The hard work hasn’t come without a cost, though; Robbie admitted to Vogue that she’s missed out on life events: “Having a business is stressful and time-consuming, but it’s incredibly rewarding,” she said. Still though, she added, “work never feels like work to me” because her partners are her best friends—a closeness they use to their advantage to bring the business to its full potential.
The group is selective about what they choose, but when they’re in, they’re in, with a characteristic boldness, fun nature, and persistence. LuckyChap “isn’t pandering to Hollywood or anyone else,” Emerald Fennell, director of Promising Young Woman, told the Journal. “They stand behind you and don’t care if it gets them into trouble.”
Sticking up for their creatives has helped distinguish the studio from the crowd and paved the way for an existential and boundary-pushing movie that somehow got a corporation’s stamp of approval: Barbie.
Come on Barbie, let’s go Barbie
Whispers of a Barbie movie began in 2009 as it bounced around various writer and producer groups. LuckyChaps grabbed the project out of production hell in 2016 when Robbie entered initial talks for the starring role. Robbie told Time she emphasized to Mattel CEO Ynon Kreiz that her company wanted to respect the brand’s history while including criticism.
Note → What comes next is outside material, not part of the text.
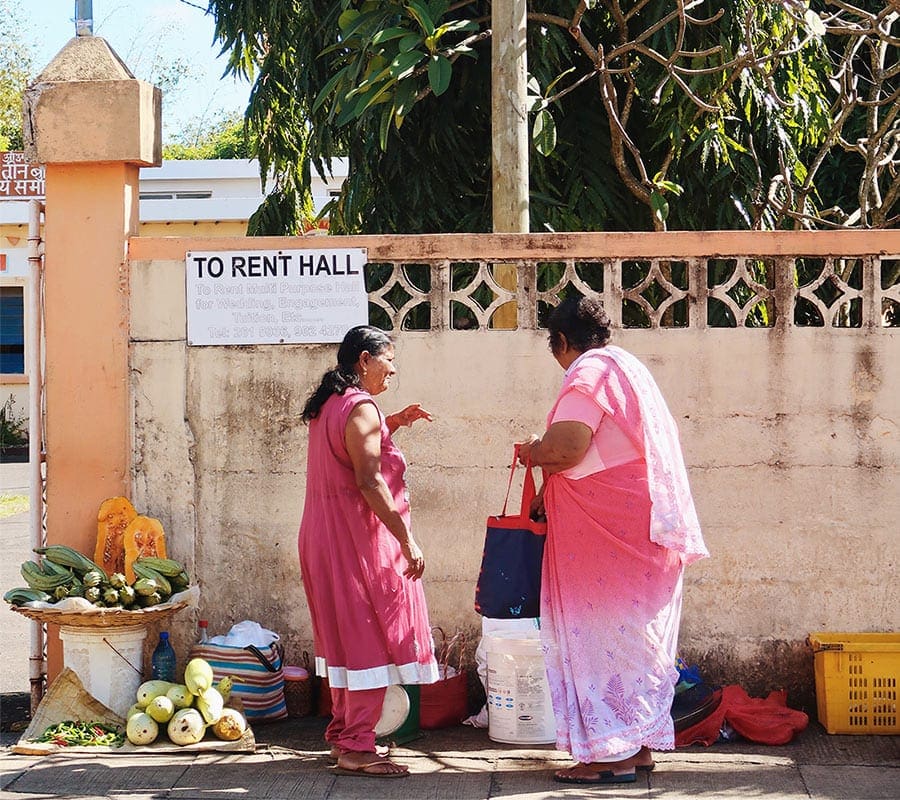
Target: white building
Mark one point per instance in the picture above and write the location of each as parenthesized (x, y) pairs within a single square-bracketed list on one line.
[(180, 198)]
She wanted to surprise moviegoers, aware that people assumed what the movie would look like with her as Barbie.
With her eyes set on Gerwig as director, Robbie fully sold the project in a meeting with Mattel and Warner Brothers, describing the duo of Barbie and Gerwig as iconic as “dinosaurs and [Steven] Spielberg” (referring to Jurassic Park), estimating the movie could make $1 billion, per Collider.
And so the project became the company’s “Everest,” as McNamara described it. Balancing the legacy of Mattel with a pointed script by Gerwig and her partner, fellow creative Noah Baumbach, proved to be a hard act, but one that Robbie was up to the challenge of. Barbie itself and its legacy came with a “laundry list of concerns,” Robbie told the New York Times. Still, LuckyChap gave the writers creative freedom; Vogue reported that no one saw the script until it was finished.
From talking through lines for six hours and even acting out a scene for the president of Mattel, LuckyChap was successful in their negotiations to film how they wanted; they were able to convince studios to let them call Barbie “stereotypical Barbie” and keep a scene that Gerwig calls the “heart of the movie.” They were awarded a $150 million marketing budget that made Barbie pervasive for months before it hit the theaters, no doubt contributing to its status as this summer’s blockbuster and a record-setting one at that (Gerwig is now the first solo-female director to helm a billion-dollar movie).
As for what’s next for LuckyChap, Robbie isn’t jumping on a Barbie sequel. But there are murmurs that LuckyChap has several works in production—a Jennifer Aniston and Julia Roberts body swap movie, a film based off of Disney ride Big Thunder Mountain, an adaptation of best-selling novel “My Year of Rest and Relaxation,” and more. Not just for being lucky, but smart too, Robbie and crew are plunging forward with the same combination of stubborn supportiveness and laidback fun to other women driven projects.